Vice Chancellor Professor Colin Riordan said: “We are delighted with the success of this issue and the strong support shown by investors.

“Proceeds from the sale will help finance our strategic goals.

“We aim to provide new research, teaching and student facilities through our Master Plan that are among the best in the world.”

A Growth Market

The university bond market has grown significantly since 2012, with a number of high-profile universities issuing bonds.

In 2012, Cambridge University raised £350m at a 3.5% rate after being given an AAA score by ratings agency Moody’s.
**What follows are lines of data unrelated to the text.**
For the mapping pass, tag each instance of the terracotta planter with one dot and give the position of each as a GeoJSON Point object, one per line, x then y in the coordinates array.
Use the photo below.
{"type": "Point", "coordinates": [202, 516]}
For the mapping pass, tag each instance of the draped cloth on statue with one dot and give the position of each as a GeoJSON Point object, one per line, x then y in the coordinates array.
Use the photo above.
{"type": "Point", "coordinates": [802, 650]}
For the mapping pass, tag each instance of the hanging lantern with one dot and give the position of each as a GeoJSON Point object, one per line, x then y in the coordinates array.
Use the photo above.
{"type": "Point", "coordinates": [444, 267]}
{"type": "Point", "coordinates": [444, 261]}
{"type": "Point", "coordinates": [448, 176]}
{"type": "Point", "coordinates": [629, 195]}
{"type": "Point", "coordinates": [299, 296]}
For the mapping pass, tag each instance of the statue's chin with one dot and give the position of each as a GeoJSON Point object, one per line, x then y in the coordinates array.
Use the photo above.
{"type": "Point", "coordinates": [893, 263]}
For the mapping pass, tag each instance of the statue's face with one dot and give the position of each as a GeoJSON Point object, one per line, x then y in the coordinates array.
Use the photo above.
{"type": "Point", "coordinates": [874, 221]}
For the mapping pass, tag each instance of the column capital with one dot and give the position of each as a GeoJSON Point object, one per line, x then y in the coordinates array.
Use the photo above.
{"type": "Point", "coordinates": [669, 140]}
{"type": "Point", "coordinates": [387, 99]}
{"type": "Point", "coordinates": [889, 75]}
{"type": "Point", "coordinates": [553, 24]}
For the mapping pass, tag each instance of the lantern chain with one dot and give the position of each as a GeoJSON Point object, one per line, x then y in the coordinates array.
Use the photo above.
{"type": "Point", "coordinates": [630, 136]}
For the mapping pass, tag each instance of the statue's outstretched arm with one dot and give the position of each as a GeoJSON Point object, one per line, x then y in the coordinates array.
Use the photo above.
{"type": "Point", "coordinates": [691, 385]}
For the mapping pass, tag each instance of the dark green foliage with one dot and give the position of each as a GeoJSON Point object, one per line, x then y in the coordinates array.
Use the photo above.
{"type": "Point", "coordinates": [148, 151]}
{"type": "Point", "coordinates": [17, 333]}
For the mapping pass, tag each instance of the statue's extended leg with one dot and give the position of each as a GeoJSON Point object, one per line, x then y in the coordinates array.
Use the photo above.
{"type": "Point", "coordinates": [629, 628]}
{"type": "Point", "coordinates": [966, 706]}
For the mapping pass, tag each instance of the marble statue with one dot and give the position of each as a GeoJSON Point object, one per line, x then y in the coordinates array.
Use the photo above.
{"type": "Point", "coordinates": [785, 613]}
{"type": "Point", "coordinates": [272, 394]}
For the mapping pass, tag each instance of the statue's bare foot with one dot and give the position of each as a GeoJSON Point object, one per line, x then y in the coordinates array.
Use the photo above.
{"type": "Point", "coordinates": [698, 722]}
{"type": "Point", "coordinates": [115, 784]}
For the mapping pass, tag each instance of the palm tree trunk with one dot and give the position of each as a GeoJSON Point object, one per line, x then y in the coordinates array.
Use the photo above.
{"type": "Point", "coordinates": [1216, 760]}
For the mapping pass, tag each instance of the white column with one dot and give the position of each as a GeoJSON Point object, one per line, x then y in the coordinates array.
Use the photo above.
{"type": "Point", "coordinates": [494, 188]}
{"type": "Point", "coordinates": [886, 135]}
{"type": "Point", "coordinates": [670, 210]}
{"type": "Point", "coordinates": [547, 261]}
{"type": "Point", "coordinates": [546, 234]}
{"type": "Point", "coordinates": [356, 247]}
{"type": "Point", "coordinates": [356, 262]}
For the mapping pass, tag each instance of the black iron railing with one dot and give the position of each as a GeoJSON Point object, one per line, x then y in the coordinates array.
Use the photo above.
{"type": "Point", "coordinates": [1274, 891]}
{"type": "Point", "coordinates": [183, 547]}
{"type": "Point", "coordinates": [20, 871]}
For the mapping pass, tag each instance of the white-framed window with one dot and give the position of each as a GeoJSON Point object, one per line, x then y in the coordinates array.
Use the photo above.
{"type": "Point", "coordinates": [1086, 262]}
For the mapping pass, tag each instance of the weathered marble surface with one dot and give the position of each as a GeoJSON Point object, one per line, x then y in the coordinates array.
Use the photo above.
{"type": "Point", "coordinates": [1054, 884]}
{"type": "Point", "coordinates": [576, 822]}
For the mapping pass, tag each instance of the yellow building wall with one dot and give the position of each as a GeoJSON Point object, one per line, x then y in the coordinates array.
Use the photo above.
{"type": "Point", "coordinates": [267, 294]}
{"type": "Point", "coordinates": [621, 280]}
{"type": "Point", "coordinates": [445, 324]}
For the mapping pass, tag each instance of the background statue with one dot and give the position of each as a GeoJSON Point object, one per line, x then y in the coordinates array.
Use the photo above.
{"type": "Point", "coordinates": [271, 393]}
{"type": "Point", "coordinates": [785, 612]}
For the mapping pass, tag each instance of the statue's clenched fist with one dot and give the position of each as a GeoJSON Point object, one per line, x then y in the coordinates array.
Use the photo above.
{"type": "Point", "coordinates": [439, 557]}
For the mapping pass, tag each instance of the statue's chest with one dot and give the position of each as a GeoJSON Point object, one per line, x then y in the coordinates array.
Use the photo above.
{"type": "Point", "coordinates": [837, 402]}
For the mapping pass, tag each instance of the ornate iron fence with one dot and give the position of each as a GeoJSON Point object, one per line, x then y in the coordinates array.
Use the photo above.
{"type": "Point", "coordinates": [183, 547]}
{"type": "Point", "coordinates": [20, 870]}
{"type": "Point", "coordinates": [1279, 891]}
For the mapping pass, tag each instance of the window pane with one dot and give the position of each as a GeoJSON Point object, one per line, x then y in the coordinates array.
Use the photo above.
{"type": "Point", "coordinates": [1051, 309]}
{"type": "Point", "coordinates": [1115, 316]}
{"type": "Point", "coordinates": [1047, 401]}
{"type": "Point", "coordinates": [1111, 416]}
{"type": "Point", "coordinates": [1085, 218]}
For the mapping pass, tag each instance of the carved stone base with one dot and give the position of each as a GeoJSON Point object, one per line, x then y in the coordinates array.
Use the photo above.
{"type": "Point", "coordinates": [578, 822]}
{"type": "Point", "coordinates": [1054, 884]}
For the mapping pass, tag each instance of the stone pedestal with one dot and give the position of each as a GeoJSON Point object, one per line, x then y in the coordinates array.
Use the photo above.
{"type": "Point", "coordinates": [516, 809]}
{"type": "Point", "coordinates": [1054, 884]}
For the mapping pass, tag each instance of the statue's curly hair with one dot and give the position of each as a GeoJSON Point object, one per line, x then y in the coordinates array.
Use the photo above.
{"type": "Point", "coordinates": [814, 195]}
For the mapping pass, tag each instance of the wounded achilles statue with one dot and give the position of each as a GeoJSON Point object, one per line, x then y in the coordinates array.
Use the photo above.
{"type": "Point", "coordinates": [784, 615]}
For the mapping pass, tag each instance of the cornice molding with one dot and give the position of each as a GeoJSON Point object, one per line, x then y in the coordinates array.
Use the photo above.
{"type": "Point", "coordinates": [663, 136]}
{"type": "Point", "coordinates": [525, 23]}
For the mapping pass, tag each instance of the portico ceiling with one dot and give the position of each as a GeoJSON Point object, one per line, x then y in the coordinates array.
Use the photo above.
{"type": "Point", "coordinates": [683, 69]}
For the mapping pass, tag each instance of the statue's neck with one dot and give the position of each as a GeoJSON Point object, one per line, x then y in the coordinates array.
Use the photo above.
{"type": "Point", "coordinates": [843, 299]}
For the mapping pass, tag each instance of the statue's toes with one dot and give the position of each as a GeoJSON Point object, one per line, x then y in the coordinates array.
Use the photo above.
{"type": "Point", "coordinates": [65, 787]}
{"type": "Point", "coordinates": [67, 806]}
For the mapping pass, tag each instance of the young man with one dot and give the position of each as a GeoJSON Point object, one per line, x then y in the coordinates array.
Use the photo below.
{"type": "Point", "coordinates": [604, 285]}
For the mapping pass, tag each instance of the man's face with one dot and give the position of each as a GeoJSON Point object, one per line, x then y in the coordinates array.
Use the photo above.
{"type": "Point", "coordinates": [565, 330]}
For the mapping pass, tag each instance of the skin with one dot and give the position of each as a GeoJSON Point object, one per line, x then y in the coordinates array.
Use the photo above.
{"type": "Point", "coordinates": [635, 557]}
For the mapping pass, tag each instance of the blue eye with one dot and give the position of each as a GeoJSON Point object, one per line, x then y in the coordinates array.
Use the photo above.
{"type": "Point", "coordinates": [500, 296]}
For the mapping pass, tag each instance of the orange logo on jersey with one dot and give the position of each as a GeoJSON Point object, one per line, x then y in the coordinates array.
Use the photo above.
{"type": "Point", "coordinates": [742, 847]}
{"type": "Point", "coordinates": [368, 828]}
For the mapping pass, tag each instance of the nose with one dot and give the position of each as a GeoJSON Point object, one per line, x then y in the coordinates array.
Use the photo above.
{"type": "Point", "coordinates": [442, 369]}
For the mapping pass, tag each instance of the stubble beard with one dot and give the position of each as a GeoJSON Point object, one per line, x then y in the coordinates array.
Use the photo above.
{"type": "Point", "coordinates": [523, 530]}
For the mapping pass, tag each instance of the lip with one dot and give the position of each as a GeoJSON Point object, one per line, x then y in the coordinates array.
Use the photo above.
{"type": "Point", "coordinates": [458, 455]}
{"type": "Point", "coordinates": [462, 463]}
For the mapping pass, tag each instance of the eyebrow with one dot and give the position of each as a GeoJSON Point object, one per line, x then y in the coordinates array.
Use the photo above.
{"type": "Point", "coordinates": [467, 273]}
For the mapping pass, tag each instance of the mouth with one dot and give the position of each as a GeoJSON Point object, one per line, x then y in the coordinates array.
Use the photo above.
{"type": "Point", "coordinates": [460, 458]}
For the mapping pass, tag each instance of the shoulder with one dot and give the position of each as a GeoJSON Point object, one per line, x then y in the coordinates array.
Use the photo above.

At the time, this was a better rating than both the Bank of England and the UK Government.

Manchester and Liverpool Universities have since both sought to raise money through issuing £300m and £250m bonds respectively.

Cardiff’s rate of 3.1% represents the lowest ever for a UK university and reflects not just confidence in the institution’s financial future but also the growing establishment of the university bond market.

Safer than China

The relatively low rate of 3.1% represents that Cardiff University is seen as a safe investment by international markets. This is demonstrated by comparing its rate with that of major countries.

Argentina (4.8%), China (3.6%) and Russia (9.8%) are all borrowing at a higher rate than Cardiff. These rates are not from 50-year bonds, which are uncommon, but are for 25-year commitments.

Despite borrowing at a lower rate than Cambridge University’s 2012 bond issue, Cardiff was only given an AA rating.

This represents the change in the university bond market over the last four years. Universities are now seen as very attractive to investors because the market is highly regulated. They constitute a low risk, as universities have government backing and are seen as vital parts of a skills-based economy.

What is a bond?

A bond is basically a loan. A country (or, in this case, an institution) can use them in order to get cash instantly.

They repay a percentage of the bond until the bond ‘matures’ (comes to an end). Then they have to pay back the whole amount on top.

Take Cardiff University’s bond for instance. They have borrowed £300m over 50 years at a rate of 3.1%. This means they have to pay back £9.3m a year until 2066. Then they have to repay the full £300m.

The rate of borrowing reflects how ‘risky’ the borrower is. If they are at a low risk of failing to pay it back (like Germany) investors will lend at a lower risk. If they are seen as a high risk (like Greece), investors will only be prepared to risk their money if there is a higher return on their cash.